May 31: The economy is on a roll, but the stock market continues to be rocky.
Gross domestic product (GDP) growth was 9.3 per cent during January to March 2006, the last three months of the financial year, the second fastest in the world after China, which clocked 10.3 per cent.
It was just as well that the news came on a day the stock market had shed in excess of 650 points. As the spectre of another day of crippling losses loomed on a market shaken by a string of setbacks, the economic data arrived from Delhi like a godsend ' or Chidambaram-send.
The Bombay Stock Exchange sensitive index, sensex, recovered to close with a loss of 388 points at 10398.61.
Following up on the impressive January-March numbers, the Centre revised its growth estimate for all of 2005-06 to 8.4 per cent from 8.1 per cent ' placing it almost on a par with the highpoint touched in 2003-04 of 8.5 per cent.
“Growth of GDP at constant prices in excess of 8 per cent has been achieved by the economy in only five years of recorded history, and two out of these five are in the last three years,” said the Economic Survey in February.
On Wednesday, a few days after the second anniversary in office, the Manmohan Singh-led government improved that record to three in six years.
“The country is back on a growth path of 8 per cent, which is a matter of satisfaction,” the finance minister said.
Taking note of declining stocks, he added: “Global markets are down and it is partly reflected in Indian markets also.”
Strong farm growth coupled with a robust technology and services sector pushed the economy along.

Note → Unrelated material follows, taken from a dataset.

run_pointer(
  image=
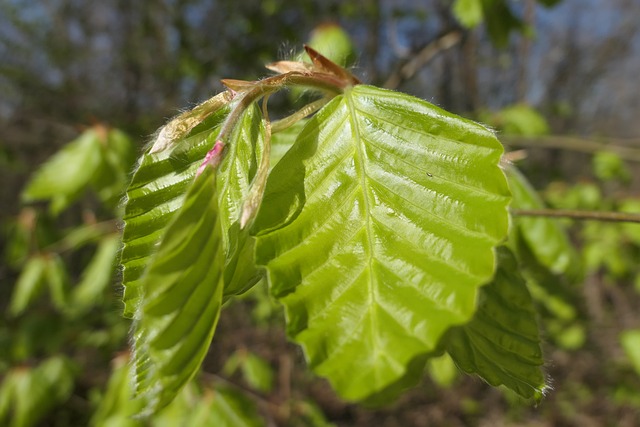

The surprise package was agriculture, which grew by a huge 5.5 per cent in January-March and by 3.9 per cent for the whole year, against 0.9 per cent through 2004-05.
Construction grew by 12.1 per cent against 12.5 per cent in 2004-05. Services such as trade, hotels, transport and communication expanded by 11.5 per cent against 10.6 per cent, while financial services, insurance, real estate and business services grew by 9.7 per cent against 9.2 per cent.
Manufacturing output, which accounts for nearly 15 per cent of GDP, expanded 8.9 per cent, faster than the previous year’s 8.1 per cent.
Per capita income, at constant prices, grew too ' by 6.9 per cent to Rs 21,005 from Rs 19,649.
Planning Commission deputy chairman Montek Singh Ahluwalia said: “All macro-economic parameters are in good shape. I think GDP growth can be sustained at more than 8 per cent through the 11th plan period of 2007-12.”
Ahluwalia added that the government feels the economy is not overheated and can sustain higher growth.
Some economists cautioned about an oil price-led damper, but Chidambaram dismissed such fears. “If global oil prices rise and if it is reflected in domestic prices, it may impact inflation but not growth,” he said.
Both Chidambaram and Ahluwalia expressed disappointment with the slow growth in mining (0.9 per cent) and electricity (5.3 per cent), stressing the importance of speeding up reforms.
The Confederation of Indian Industry said: “The economy is doing well but there are concerns regarding growth of industry, which is lower than desired.”
The business lobby said manufacturing growth of 8.9 per cent, against an advance estimate of 9.4 per cent, was “disappointing”.
“This concern is exacerbated, when seen in the context of a general slack in industrial growth.”